As district reopens; different rules put in place for students’ safety


photo credit: Brie Garrett

Footsteps // Students walk in the 800 hallway between fifth and sixth period Sept. 11. Signs on the floor and walls designate the direction students need to walk in as part of the new measurements to ensure social distancing.

Empty hallways, dots and arrows scattered across the floor.

Barren classrooms, students spread out from one another, not allowed to leave their seats to go talk to their friends.

A deserted, desolate air fills the school, as students quietly mill about, missing friends who aren’t with them because they’re stuck at home.

As COVID-19 sweeps the nation and schools slowly begin reopening, students are sent back into the classroom with the addition of new rules and procedures to follow.

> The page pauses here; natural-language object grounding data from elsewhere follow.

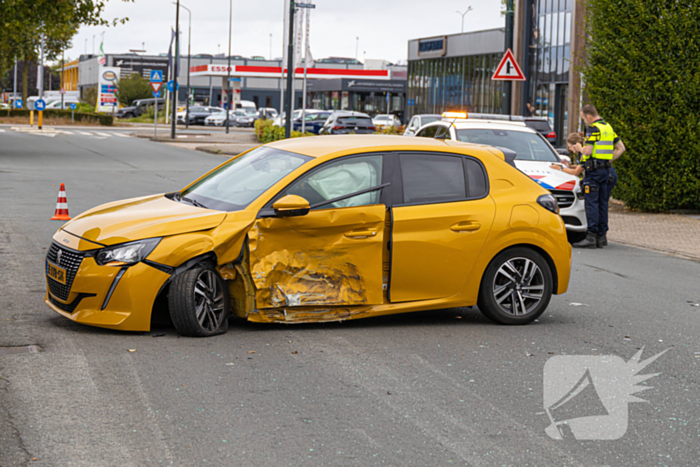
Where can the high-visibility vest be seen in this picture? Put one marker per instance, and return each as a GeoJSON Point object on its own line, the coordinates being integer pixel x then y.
{"type": "Point", "coordinates": [604, 146]}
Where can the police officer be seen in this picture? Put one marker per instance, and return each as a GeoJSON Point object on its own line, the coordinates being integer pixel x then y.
{"type": "Point", "coordinates": [602, 147]}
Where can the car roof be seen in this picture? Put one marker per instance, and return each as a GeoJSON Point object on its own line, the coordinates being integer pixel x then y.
{"type": "Point", "coordinates": [320, 146]}
{"type": "Point", "coordinates": [485, 125]}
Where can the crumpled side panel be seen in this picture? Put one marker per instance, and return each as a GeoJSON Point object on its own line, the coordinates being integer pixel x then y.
{"type": "Point", "coordinates": [315, 261]}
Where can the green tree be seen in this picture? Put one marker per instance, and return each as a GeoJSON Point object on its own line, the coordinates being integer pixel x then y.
{"type": "Point", "coordinates": [23, 21]}
{"type": "Point", "coordinates": [132, 88]}
{"type": "Point", "coordinates": [643, 76]}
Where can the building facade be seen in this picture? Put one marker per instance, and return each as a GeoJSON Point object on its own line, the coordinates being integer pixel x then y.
{"type": "Point", "coordinates": [453, 72]}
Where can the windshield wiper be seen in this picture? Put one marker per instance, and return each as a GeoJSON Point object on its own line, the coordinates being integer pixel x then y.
{"type": "Point", "coordinates": [193, 202]}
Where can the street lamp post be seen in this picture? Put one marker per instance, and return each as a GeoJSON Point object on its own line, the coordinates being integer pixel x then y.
{"type": "Point", "coordinates": [463, 14]}
{"type": "Point", "coordinates": [173, 121]}
{"type": "Point", "coordinates": [189, 54]}
{"type": "Point", "coordinates": [228, 69]}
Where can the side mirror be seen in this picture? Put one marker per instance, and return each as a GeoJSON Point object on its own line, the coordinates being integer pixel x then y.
{"type": "Point", "coordinates": [291, 206]}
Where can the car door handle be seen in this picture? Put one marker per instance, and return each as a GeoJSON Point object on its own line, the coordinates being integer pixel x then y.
{"type": "Point", "coordinates": [466, 227]}
{"type": "Point", "coordinates": [361, 233]}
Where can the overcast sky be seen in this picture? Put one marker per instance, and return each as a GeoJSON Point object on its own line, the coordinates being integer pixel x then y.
{"type": "Point", "coordinates": [383, 26]}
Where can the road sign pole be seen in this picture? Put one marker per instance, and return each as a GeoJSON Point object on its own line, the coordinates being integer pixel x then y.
{"type": "Point", "coordinates": [508, 88]}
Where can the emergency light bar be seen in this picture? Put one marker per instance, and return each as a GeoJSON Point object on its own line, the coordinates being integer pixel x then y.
{"type": "Point", "coordinates": [471, 116]}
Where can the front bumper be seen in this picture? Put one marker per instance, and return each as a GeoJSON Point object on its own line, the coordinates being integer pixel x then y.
{"type": "Point", "coordinates": [574, 215]}
{"type": "Point", "coordinates": [127, 308]}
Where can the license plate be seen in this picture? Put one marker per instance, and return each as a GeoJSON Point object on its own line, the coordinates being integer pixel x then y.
{"type": "Point", "coordinates": [56, 273]}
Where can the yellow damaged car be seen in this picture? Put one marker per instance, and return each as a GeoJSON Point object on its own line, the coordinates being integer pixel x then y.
{"type": "Point", "coordinates": [316, 229]}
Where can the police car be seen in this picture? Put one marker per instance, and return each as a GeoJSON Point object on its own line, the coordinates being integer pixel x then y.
{"type": "Point", "coordinates": [534, 156]}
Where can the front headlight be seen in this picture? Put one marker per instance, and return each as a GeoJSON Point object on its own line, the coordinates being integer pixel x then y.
{"type": "Point", "coordinates": [126, 254]}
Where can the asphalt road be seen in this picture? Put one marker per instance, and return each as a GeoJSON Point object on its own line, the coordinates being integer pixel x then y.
{"type": "Point", "coordinates": [431, 388]}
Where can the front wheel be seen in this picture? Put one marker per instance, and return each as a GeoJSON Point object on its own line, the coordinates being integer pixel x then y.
{"type": "Point", "coordinates": [516, 287]}
{"type": "Point", "coordinates": [199, 303]}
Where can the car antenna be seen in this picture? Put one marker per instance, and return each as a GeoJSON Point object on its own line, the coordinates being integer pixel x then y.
{"type": "Point", "coordinates": [444, 134]}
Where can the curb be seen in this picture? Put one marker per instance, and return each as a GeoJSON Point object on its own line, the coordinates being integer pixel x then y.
{"type": "Point", "coordinates": [675, 253]}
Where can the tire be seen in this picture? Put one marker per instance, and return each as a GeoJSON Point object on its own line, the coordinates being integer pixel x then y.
{"type": "Point", "coordinates": [192, 290]}
{"type": "Point", "coordinates": [575, 237]}
{"type": "Point", "coordinates": [497, 303]}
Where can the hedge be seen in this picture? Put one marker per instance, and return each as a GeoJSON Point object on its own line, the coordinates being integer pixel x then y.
{"type": "Point", "coordinates": [643, 76]}
{"type": "Point", "coordinates": [78, 116]}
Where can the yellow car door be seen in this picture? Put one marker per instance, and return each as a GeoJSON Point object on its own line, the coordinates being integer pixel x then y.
{"type": "Point", "coordinates": [440, 220]}
{"type": "Point", "coordinates": [331, 255]}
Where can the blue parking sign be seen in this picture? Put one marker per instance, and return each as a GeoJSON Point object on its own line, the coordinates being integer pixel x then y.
{"type": "Point", "coordinates": [156, 76]}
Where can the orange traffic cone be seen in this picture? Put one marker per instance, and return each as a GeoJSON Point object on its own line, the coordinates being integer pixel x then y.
{"type": "Point", "coordinates": [61, 206]}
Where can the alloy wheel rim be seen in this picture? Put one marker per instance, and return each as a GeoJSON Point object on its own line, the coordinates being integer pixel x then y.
{"type": "Point", "coordinates": [518, 286]}
{"type": "Point", "coordinates": [209, 301]}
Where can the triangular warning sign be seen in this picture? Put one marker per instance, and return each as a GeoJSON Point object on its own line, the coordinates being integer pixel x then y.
{"type": "Point", "coordinates": [508, 69]}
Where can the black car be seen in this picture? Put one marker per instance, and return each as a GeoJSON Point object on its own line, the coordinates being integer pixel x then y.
{"type": "Point", "coordinates": [541, 125]}
{"type": "Point", "coordinates": [196, 115]}
{"type": "Point", "coordinates": [314, 121]}
{"type": "Point", "coordinates": [138, 107]}
{"type": "Point", "coordinates": [345, 122]}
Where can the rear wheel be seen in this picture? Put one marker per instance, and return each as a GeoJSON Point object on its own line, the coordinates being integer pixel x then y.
{"type": "Point", "coordinates": [516, 287]}
{"type": "Point", "coordinates": [575, 237]}
{"type": "Point", "coordinates": [199, 302]}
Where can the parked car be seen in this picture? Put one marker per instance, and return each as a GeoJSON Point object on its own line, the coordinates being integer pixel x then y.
{"type": "Point", "coordinates": [267, 112]}
{"type": "Point", "coordinates": [218, 119]}
{"type": "Point", "coordinates": [314, 121]}
{"type": "Point", "coordinates": [197, 115]}
{"type": "Point", "coordinates": [386, 120]}
{"type": "Point", "coordinates": [541, 126]}
{"type": "Point", "coordinates": [418, 121]}
{"type": "Point", "coordinates": [244, 117]}
{"type": "Point", "coordinates": [534, 156]}
{"type": "Point", "coordinates": [138, 107]}
{"type": "Point", "coordinates": [343, 122]}
{"type": "Point", "coordinates": [298, 231]}
{"type": "Point", "coordinates": [281, 119]}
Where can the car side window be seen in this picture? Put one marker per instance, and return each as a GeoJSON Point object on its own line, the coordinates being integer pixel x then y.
{"type": "Point", "coordinates": [476, 178]}
{"type": "Point", "coordinates": [340, 178]}
{"type": "Point", "coordinates": [429, 178]}
{"type": "Point", "coordinates": [428, 132]}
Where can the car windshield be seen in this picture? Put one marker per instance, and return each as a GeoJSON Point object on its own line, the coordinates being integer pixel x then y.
{"type": "Point", "coordinates": [528, 146]}
{"type": "Point", "coordinates": [235, 185]}
{"type": "Point", "coordinates": [354, 121]}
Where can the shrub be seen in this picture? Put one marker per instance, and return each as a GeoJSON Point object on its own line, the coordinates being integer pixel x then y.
{"type": "Point", "coordinates": [643, 76]}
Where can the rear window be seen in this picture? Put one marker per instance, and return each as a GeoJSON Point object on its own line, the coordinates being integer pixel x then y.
{"type": "Point", "coordinates": [539, 125]}
{"type": "Point", "coordinates": [432, 179]}
{"type": "Point", "coordinates": [364, 121]}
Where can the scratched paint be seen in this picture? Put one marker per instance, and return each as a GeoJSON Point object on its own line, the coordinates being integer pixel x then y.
{"type": "Point", "coordinates": [315, 260]}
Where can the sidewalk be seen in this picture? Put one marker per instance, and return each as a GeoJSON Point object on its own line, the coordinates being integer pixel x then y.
{"type": "Point", "coordinates": [673, 234]}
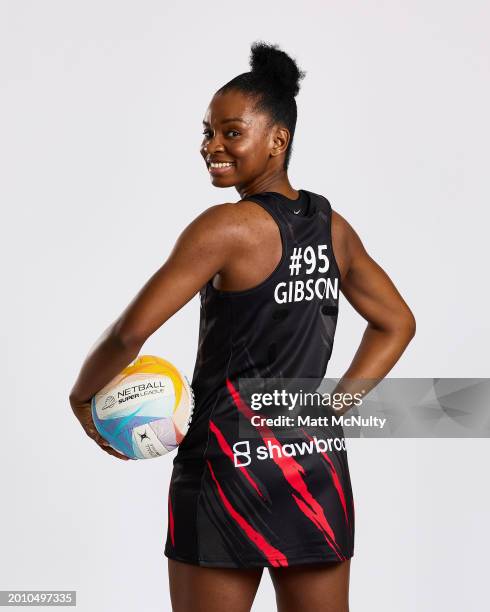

The first day back for the 2020-2021 school year was Aug. 13, with the option to attend school either remotely or on campus.

The student body split nearly 50/50 between the two different forms of learning: 44% of students attend school remotely from home while 56% are on-campus learners.

“It’s hard not being able to see my friends,” sophomore Mikalah Hodge said. “I miss them a lot and wish they were here.”

We thought that kids would be the issue, but kids are doing the right things and being safe.”

— Mr. Adam Jacobson, associate principal

Teachers switched to a new type of teaching, called simultaneous learning, featuring both types of learners in a single class. On-campus learners are socially distanced within the classroom while remote students attend via Google Meets. However, this decision to offer both forms of learning is not without its drawbacks; teachers were thrust into learning new technology and ways of teaching with little time to prepare.

“The hardest part is that I don’t get to hear all my students all the time,” English teacher Mrs. Amy May, who is teaching remotely this year, said. “The feedback is so terrible that we have to keep our mics muted all the time. I miss the general noises of the classroom.”

Over the summer, new Smart Boards were installed in every classroom, and teachers had a couple of training sessions and watched a few videos on how to use them. Additionally, the school plans on placing ceiling cameras that will automatically follow teachers as they move about the room, to help remote learners. These cameras are supposed to arrive after Labor Day.

“Coming soon are the cameras on the ceilings,” Mr. Jacobson said. “They’re easy to use but nobody has time to learn.”

Currently, remote learners watch via small cameras on teachers’ laptops.

“The cameras we use now are small, so everything is hard to see,” remote learner Kirstyn Cortez said. “We did a lab in chemistry and it was just too hard to see. Plus, sometimes there’s a lag in the video which makes it hard to participate. And it’s always ‘What if the internet goes out?’ and things like that.”

For students attending school on campus, it’s not the same place as it was in previous years; there are no more club meetings during Power Hour, freshmen and sophomores have had their lunches cut in half to allow more room for social distancing during lunch; freshmen go to freshman seminar during the first half of lunch and sophomores to sophomore study hall during the second.

“Sophomore study hall isn’t the best because oftentimes, you don’t have enough time to go to tutorials,” Hodge said. “ Also some people are extremely loud when you are trying to focus.”

Furthermore, most activities have been postponed indefinitely. Events such as pep rallies and football games will not look like anything students have seen before, if they happen at all.

“We’re still figuring a lot out,” Mr. Jacobson said. “We haven’t found a safe way to have pep rallies. And football tickets will be very limited.”

Despite all of the obstacles in need of overcoming, the school has remained open, unlike schools across the nation that were forced into total remote learning after only a few days back.

“We expected a lot of issues,” Mr. Jacobson said. “But it’s better than we thought. We thought kids wouldn’t be wearing masks. We thought kids wouldn’t be social distancing. We thought that kids would be the issue, but kids are doing the right things and being safe.”